Exons 45 and 46 of the mouse Abca1 gene are flanked by loxP sites in this conditional targeted mutant strain. Cre-mediated excision of the floxed region results in a knockout allele.
John Parks, Wake Forest University School of Medicine
Patients with Tangier disease exhibit extremely low plasma HDL concentrations resulting from mutations in the ATP-binding cassette, sub-family A, member 1 (ABCA1) protein. ABCA1 controls the rate-limiting step in HDL particle assembly by mediating efflux of cholesterol and phospholipid from cells to lipid-free apoA-I, which forms nascent HDL particles.
Exons 45 and 46 of the mouse Abca1 gene, encoding the second nucleotide-binding domain, are flanked by loxP sites in this conditional targeted mutant strain. Cre-mediated excision of the floxed region results in a knockout allele.
Homozygous deletion mice generated through crosses with liver-specific Alb-Cre animals (see Stock No. 003574) have total plasma and HDL cholesterol concentrations that are 19% and 17% those of wildtype littermates, respectively. Western blot analysis of liver membranes from homozygous knockout mice indicated near undetectable levels of ABCA1.
A targeting vector was designed to insert a loxP-flanked neomycin resistance (neo) cassette upstream of exon 45, and a single loxP site downstream of exon 46. The construct was electroporated into 129S6/SvEvTac-derived embryonic stem (ES) cells. Correctly targeted ES cells were injected into C57BL/6J blastocysts and resulting chimeric males were bred with C57BL/6J females. This strain was backcrossed to C57BL/6 mice (substrain uncertain) for many generations. A 272 SNP scan carried out by the donating lab indicates a background that is approximately 94-97% C57BL/6-like.

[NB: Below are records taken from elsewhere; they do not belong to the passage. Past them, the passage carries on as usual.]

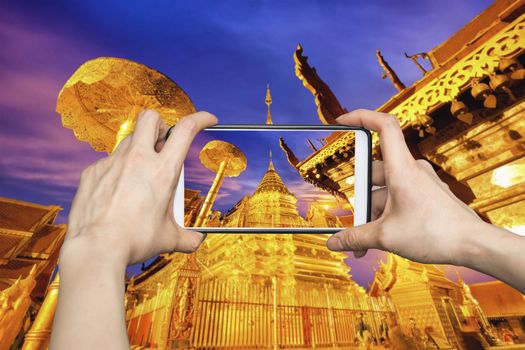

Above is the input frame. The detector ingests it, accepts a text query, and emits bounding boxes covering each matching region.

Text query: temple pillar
[22,273,60,350]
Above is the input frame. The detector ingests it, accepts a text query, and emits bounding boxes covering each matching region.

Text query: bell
[489,74,516,101]
[450,100,474,125]
[499,57,525,80]
[470,81,497,108]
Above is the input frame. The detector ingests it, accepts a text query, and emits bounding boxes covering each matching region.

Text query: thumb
[175,228,206,253]
[326,221,379,258]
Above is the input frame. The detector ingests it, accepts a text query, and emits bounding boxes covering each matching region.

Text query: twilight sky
[184,130,351,217]
[0,0,491,286]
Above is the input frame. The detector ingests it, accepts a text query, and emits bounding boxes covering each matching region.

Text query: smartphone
[173,125,371,233]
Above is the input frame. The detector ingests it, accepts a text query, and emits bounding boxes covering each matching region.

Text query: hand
[61,110,217,267]
[327,110,487,265]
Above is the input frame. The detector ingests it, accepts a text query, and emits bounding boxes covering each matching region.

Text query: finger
[160,112,217,166]
[326,221,379,251]
[155,120,170,153]
[174,228,206,253]
[372,160,386,186]
[131,109,160,148]
[336,109,414,165]
[110,134,132,156]
[371,187,388,220]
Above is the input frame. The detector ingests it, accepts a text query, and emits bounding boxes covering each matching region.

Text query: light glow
[505,225,525,236]
[490,164,525,188]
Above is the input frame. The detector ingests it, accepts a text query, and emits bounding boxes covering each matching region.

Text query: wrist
[458,220,501,271]
[58,235,127,277]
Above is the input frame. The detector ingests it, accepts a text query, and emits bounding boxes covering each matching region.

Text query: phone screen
[180,128,364,229]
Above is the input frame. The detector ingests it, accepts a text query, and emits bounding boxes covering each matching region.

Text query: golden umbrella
[56,57,195,152]
[194,140,247,227]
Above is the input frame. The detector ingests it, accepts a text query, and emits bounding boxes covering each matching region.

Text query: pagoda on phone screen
[222,151,308,227]
[16,0,525,350]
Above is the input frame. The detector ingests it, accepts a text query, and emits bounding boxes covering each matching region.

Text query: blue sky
[0,0,491,286]
[184,130,351,217]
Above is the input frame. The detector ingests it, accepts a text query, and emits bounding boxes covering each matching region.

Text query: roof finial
[268,149,275,170]
[264,84,273,125]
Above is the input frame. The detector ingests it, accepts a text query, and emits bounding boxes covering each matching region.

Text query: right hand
[327,110,488,265]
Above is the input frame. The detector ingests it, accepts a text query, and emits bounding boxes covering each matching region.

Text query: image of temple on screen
[184,127,354,228]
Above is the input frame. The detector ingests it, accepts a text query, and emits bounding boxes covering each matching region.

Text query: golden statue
[293,44,348,124]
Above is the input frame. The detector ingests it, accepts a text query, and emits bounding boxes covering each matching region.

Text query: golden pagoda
[7,0,525,349]
[126,100,395,349]
[0,197,66,349]
[223,151,307,227]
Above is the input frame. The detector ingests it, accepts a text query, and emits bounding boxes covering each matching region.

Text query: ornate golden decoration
[386,14,525,132]
[297,132,355,175]
[0,264,37,349]
[376,50,406,91]
[56,57,195,152]
[194,140,247,227]
[293,44,348,124]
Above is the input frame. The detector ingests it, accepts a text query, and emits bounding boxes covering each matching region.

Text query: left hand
[60,110,217,267]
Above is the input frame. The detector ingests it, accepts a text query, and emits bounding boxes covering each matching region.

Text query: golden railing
[189,280,393,349]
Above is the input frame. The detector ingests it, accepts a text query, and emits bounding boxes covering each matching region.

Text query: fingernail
[326,235,344,252]
[354,250,366,259]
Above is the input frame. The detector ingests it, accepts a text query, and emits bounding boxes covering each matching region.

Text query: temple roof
[0,197,60,232]
[469,281,525,317]
[0,197,66,294]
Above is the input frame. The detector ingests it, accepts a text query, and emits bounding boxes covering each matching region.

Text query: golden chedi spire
[245,151,307,227]
[254,150,297,196]
[264,84,273,125]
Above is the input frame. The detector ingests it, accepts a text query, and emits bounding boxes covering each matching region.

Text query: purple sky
[184,130,351,217]
[0,0,496,286]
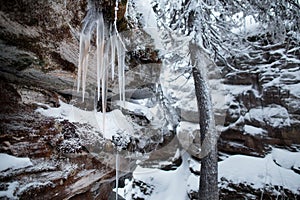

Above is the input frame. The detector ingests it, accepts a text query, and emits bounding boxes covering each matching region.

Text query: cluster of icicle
[77,3,125,125]
[77,0,126,200]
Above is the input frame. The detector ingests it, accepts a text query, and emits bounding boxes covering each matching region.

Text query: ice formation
[77,8,126,122]
[77,0,126,199]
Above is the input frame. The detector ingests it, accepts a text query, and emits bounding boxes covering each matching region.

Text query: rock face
[0,0,300,199]
[219,38,300,155]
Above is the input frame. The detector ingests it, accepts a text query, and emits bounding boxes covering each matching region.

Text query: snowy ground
[36,99,300,200]
[119,148,300,200]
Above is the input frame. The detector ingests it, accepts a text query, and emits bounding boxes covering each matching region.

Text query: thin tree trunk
[190,42,219,200]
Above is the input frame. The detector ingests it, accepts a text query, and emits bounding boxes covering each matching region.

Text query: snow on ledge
[0,153,33,171]
[36,101,134,139]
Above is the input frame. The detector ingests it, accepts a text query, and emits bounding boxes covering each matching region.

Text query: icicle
[102,42,110,138]
[96,13,105,101]
[77,33,90,101]
[110,33,116,80]
[116,151,120,200]
[117,37,125,105]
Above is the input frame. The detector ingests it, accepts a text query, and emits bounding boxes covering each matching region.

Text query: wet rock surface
[0,81,123,199]
[0,0,300,199]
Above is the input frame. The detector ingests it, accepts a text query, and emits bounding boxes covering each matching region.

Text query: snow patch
[245,125,267,135]
[219,150,300,193]
[0,153,33,171]
[36,101,134,139]
[247,104,290,128]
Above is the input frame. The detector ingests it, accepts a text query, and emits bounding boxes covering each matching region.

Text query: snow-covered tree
[153,0,300,199]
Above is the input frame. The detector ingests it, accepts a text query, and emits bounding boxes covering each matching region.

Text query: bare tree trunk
[189,42,219,200]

|Allele Name||targeted mutation 1, John S Parks|
|Allele Type||Targeted (Conditional ready (e.g. floxed), No functional change)|
|Allele Synonym(s)||Abca1fl; Abca1flox|
|Gene Symbol and Name||Abca1, ATP-binding cassette, sub-family A (ABC1), member 1|
|Strain of Origin||129S6/SvEvTac|
|Molecular Note||LoxP sites were inserted to flank exons 45 and 46, which encode the second nucleotide-binding fold.|
Homozygotes and heterozygotes are viable and fertile.
When using the Abca1fl mouse strain in a publication, please cite the originating article(s) and include JAX stock #028266 in your Materials and Methods section.